My acquaintance with Mr. Harrison, who was President during my first term in Congress, dated back to the time when he had been our lawyer in Indianapolis, and my acquaintance with Mr. Bryan, who was one of the young members, had its beginning here.

My committee appointments could not by any stretch of the imagination be considered important. The Committee on the District of Columbia got pretty busy shortly after my appointment to it, however, and in less than five months we succeeded in having a resolution adopted providing for an investigation of the taxing methods of the District. This committee had discovered among other things that the assessment of land values was seventy-six million dollars when it should have been more than three hundred million; that small residence property was discriminated against, while vacant lots and valuable property were favored. The resolution stated these facts and authorized a select committee of three to inquire into the method of assessing land values. This committee consisted of Joseph E. Washington of Tennessee, James Wadsworth of New York, and myself as chairman.

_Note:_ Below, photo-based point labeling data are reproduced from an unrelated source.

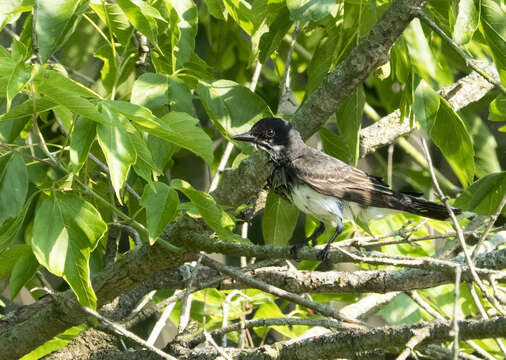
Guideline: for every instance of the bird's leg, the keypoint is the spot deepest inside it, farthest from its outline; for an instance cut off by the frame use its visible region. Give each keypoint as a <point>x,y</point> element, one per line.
<point>317,232</point>
<point>325,252</point>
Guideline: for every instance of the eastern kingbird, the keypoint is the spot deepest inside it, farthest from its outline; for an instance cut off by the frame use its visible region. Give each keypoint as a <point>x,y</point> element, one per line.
<point>326,187</point>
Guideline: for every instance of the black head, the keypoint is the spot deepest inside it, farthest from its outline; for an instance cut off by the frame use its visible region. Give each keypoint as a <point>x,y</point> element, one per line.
<point>273,135</point>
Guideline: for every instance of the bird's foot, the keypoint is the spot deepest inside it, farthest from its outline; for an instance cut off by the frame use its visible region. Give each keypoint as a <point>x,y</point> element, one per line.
<point>324,254</point>
<point>295,249</point>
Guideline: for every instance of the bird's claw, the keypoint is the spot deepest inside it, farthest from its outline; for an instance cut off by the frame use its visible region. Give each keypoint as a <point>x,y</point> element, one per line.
<point>295,249</point>
<point>324,253</point>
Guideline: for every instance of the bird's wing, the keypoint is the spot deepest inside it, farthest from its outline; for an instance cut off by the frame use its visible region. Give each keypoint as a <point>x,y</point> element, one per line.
<point>333,177</point>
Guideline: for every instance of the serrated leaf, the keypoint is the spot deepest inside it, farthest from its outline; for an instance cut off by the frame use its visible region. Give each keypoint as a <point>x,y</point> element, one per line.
<point>13,187</point>
<point>118,20</point>
<point>349,120</point>
<point>232,108</point>
<point>161,202</point>
<point>26,109</point>
<point>466,21</point>
<point>187,25</point>
<point>23,270</point>
<point>279,220</point>
<point>158,92</point>
<point>497,108</point>
<point>213,215</point>
<point>55,343</point>
<point>334,145</point>
<point>142,16</point>
<point>66,230</point>
<point>52,19</point>
<point>493,28</point>
<point>81,139</point>
<point>240,11</point>
<point>483,196</point>
<point>270,40</point>
<point>311,10</point>
<point>426,106</point>
<point>118,150</point>
<point>451,136</point>
<point>67,93</point>
<point>175,127</point>
<point>17,81</point>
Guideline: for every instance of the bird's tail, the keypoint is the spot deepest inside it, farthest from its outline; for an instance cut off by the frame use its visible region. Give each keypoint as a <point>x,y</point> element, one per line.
<point>426,208</point>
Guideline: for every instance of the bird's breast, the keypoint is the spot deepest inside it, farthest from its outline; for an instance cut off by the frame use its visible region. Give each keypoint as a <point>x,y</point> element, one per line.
<point>325,208</point>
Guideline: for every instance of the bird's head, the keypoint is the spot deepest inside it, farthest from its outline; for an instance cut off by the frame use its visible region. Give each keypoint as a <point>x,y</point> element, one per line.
<point>274,135</point>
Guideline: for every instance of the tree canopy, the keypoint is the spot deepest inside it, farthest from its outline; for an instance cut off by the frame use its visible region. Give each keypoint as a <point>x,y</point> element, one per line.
<point>118,175</point>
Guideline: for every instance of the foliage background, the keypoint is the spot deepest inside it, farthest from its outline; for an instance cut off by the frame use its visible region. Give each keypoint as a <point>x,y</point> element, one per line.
<point>116,116</point>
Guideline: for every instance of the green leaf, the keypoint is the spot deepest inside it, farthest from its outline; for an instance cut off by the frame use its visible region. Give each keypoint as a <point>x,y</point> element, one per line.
<point>311,10</point>
<point>17,81</point>
<point>322,58</point>
<point>240,11</point>
<point>68,93</point>
<point>269,41</point>
<point>58,342</point>
<point>334,145</point>
<point>279,220</point>
<point>426,106</point>
<point>142,16</point>
<point>349,120</point>
<point>493,28</point>
<point>497,108</point>
<point>26,109</point>
<point>82,138</point>
<point>213,215</point>
<point>232,108</point>
<point>119,22</point>
<point>175,127</point>
<point>451,136</point>
<point>25,267</point>
<point>66,230</point>
<point>187,23</point>
<point>9,257</point>
<point>13,187</point>
<point>10,228</point>
<point>484,196</point>
<point>161,202</point>
<point>52,19</point>
<point>12,9</point>
<point>118,150</point>
<point>466,22</point>
<point>158,92</point>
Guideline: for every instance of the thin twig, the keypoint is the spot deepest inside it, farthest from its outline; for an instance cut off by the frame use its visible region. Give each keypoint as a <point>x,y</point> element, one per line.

As our work proceeded and the investigation went on more and more interest was taken in it by landowners who were paying less than their share of taxes. Towards the end of it they became thoroughly aroused. Assessors who cooperated with us at first and seemed to be in sympathy with the movement were soon won away or frightened away. It had some effect on the assessment which followed, but the greatest result was that it was the first time any comprehensive report had been made showing specifically the low assessment of valuable property, the high assessment of small homes and the utter futility of all attempts to tax personal or intangible property.

So far as I know this was the very beginning of a line of inquiry that has gone on extensively in this country since, is the heart of the Budget fight – the big question in English politics at the present time, — has been applied in part of Australia, in New Zealand and in Western Canada, and is to-day a recognized part of the taxing systems in these places. It was the first authoritative expression of any public body on this subject, and coming from a committee of Congress had a good deal of weight. There is no doubt that the tax laws of the future will be framed on the principles embodied in this report.

Its recommendations were based on this central truth, that a tax on the value of land is the only just tax. Analysis shows that the rental value of land does not arise from any expenditure of labor or investment of capital by the owner of the land. The value which the owner of the land may create by the expenditure of labor and capital is a value which attaches to buildings or improvement. The value which attaches to the land itself comes from the growth of the whole community. It was this growth and improvement of the community which made some land in the District of Columbia worth over three millions of dollars an acre. If the owners of this land had left it idle, if they had been absentees or idiots, this value would have attached to the land to the same extent and in the same manner, It came from a growth of population and general improvement and was primarily due to the fact that that particular place had been selected as the site of the national capital. Thus everyone who adds even temporarily to the population and business of Washington or any other city does something to add to the value of the land, something to increase a fund which may be taken to defray all the expenses of government without levying any tax on legitimate property or improvement, or which will in any way increase the cost of living. Every resident must directly or indirectly contribute to the rental value of land. In this way every resident, yes, every sojourner, may be said, in what he pays for the use of land, even though it be for a single night’s lodging, to pay a just tax sufficient to provide for the legitimate expenses of the local government and to make the most ample public improvements. But if individual land-owners are permitted to put the proceeds of this tax in their pockets, and taxes are then levied that fall on use and consumption, the body of citizens is really taxed twice. “The first and paramount consideration in taxation should be equality of burden,” and only by taking the rental values of land in taxes can such equality be secured.